Proposition 4 and (27) imply that

$$f(A_{\lambda }\left(x\right)-A_{\lambda }\left(y\right))=f(A\left(\lambda x\right)-A\left(\lambda y\right))\le f(\lambda x-\lambda y)=\lambda f(x-y).$$

Evidently, (1) holds with $\psi \left(t\right)=\lambda$ for every nonnegative number t. Theorem 1 implies that the origin is the unique fixed point of $A_{\lambda }:K\to K$ and that all the iterates of $A_{\lambda }$ converge to it, uniformly on K.
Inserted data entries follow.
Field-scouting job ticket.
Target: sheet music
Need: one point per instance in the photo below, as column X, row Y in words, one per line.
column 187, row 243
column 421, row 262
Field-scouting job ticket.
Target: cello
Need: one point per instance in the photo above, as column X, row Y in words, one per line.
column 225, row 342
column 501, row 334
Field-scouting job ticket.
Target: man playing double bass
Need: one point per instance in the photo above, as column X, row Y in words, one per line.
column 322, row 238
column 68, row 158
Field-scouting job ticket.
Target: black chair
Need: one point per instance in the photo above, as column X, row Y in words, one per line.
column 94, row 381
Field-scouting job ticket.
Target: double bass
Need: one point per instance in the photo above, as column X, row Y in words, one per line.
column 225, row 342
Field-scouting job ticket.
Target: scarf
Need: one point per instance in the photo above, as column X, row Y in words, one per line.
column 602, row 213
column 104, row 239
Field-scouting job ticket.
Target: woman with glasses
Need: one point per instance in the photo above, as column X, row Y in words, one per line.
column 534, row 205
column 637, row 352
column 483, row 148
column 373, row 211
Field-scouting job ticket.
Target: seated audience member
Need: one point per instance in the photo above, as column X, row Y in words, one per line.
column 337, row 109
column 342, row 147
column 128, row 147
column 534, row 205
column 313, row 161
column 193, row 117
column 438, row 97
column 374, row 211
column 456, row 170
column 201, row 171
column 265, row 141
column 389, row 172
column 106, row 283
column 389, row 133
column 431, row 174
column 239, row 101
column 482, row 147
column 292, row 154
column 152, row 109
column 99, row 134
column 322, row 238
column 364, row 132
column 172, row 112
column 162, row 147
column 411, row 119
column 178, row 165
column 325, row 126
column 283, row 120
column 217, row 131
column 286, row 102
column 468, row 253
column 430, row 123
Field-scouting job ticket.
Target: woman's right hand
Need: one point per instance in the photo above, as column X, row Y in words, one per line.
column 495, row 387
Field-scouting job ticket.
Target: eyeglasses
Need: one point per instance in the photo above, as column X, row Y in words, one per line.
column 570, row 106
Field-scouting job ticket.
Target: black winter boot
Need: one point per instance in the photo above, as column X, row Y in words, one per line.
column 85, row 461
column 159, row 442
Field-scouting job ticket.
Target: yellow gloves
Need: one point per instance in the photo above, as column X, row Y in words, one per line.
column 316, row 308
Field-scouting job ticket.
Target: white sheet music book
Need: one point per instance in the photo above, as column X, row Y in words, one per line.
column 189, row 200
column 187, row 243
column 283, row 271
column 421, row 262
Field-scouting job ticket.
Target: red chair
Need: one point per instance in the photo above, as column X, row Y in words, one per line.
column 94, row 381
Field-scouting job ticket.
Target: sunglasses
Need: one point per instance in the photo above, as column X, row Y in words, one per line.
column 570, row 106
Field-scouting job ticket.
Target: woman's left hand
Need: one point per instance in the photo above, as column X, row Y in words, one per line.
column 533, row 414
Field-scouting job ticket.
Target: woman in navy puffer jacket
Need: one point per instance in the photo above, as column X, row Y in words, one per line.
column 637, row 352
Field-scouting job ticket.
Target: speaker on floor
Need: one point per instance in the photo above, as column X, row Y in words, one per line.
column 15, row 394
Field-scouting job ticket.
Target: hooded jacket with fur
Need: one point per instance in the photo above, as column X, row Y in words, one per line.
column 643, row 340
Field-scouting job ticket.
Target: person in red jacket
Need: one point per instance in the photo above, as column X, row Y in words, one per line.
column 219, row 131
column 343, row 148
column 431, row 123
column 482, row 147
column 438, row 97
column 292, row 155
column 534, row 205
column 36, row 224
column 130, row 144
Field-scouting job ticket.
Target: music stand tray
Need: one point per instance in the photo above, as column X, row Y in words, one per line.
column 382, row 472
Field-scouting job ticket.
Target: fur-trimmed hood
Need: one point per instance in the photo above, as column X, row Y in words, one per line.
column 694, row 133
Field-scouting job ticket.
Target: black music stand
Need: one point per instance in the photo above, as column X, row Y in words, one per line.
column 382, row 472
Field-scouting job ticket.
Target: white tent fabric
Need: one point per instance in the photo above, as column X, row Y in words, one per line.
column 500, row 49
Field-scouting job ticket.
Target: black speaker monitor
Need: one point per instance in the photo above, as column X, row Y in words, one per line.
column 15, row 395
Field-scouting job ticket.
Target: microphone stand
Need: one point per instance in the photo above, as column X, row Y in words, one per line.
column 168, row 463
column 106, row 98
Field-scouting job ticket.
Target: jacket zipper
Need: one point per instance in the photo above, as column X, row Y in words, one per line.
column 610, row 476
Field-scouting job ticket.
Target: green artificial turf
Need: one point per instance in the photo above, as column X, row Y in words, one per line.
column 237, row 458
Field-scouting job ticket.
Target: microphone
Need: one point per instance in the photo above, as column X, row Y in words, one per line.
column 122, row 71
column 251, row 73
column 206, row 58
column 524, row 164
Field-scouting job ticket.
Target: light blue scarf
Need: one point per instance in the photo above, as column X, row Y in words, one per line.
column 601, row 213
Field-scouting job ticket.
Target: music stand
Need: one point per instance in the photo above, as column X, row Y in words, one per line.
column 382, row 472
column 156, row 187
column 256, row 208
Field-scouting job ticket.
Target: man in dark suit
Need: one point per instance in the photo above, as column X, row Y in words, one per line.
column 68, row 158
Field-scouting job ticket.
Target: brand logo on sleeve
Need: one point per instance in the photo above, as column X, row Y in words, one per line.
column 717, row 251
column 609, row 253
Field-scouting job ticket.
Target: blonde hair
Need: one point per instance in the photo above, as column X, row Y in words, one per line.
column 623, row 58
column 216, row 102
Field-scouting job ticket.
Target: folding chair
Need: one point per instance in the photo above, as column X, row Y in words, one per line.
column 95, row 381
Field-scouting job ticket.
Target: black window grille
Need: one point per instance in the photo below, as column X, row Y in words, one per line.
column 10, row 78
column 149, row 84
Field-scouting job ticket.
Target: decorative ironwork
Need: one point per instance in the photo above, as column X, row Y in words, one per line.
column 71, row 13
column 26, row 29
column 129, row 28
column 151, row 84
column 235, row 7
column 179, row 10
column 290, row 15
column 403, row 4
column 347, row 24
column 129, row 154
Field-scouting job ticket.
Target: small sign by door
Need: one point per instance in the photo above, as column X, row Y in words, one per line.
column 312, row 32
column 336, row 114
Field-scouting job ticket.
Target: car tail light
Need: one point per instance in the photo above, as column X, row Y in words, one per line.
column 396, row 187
It follows from (25) and (26) that for every natural number i, we have

$$A_{\lambda }\left(i^{-2}{e}_{2i}\right)=\lambda A\left(i^{-2}{e}_{2i}\right)=\lambda i^{-1}{e}_{2i-1}$$

and

$$\parallel A_{\lambda }\left(i^{-2}{e}_{2i}\right)\parallel (\parallel i^{-2}{e}_{2i}{\parallel )}^{-1}=\lambda i^{-1}/\left(i^{-2}\right)\to \infty \mathrm{as} i\to \infty .$$

Therefore, the mapping $A_{\lambda }:K\to K$ is not Lipschitz with respect to any norm which is equivalent to the norm induced by the inner product.